FedProc: Prototypical Contrastive Federated Learning on Non-IID data
This addresses the challenge of efficient collaborative learning for clients with non-IID data in federated learning, representing an incremental improvement.
The paper tackles the problem of training deep learning models on non-IID data in federated learning by proposing FedProc, a framework that uses prototypes as global knowledge to correct local training, resulting in accuracy improvements of 1.6% to 7.9% compared to state-of-the-art methods.
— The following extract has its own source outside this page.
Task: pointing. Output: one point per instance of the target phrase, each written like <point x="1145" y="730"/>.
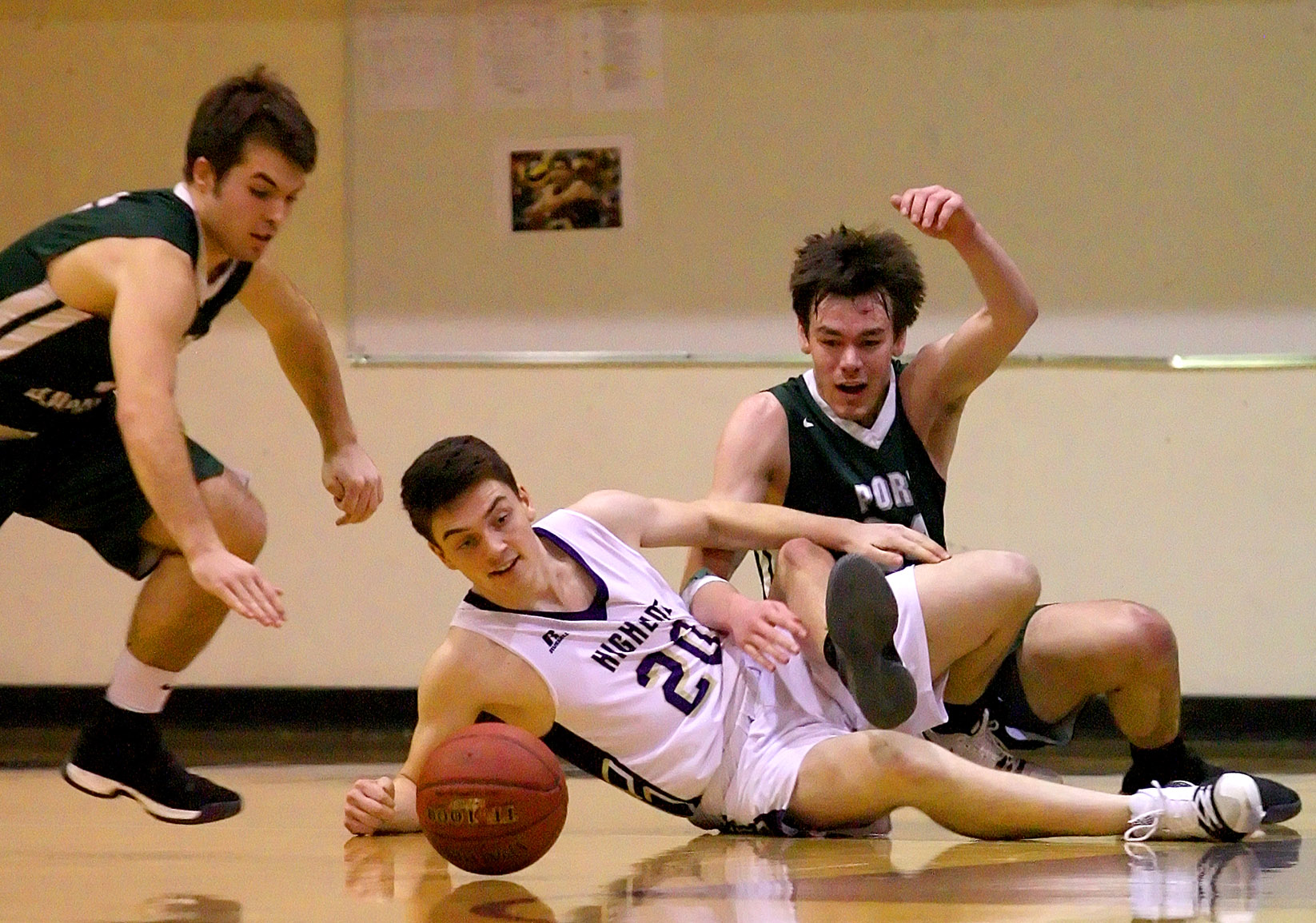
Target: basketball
<point x="491" y="798"/>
Federated learning allows multiple clients to collaborate to train high-performance deep learning models while keeping the training data locally. However, when the local data of all clients are not independent and identically distributed (i.e., non-IID), it is challenging to implement this form of efficient collaborative learning. Although significant efforts have been dedicated to addressing this challenge, the effect on the image classification task is still not satisfactory. In this paper, we propose FedProc: prototypical contrastive federated learning, which is a simple and effective federated learning framework. The key idea is to utilize the prototypes as global knowledge to correct the local training of each client. We design a local network architecture and a global prototypical contrastive loss to regulate the training of local models, which makes local objectives consistent with the global optima. Eventually, the converged global model obtains a good performance on non-IID data. Experimental results show that, compared to state-of-the-art federated learning methods, FedProc improves the accuracy by $1.6\%\sim7.9\%$ with acceptable computation cost.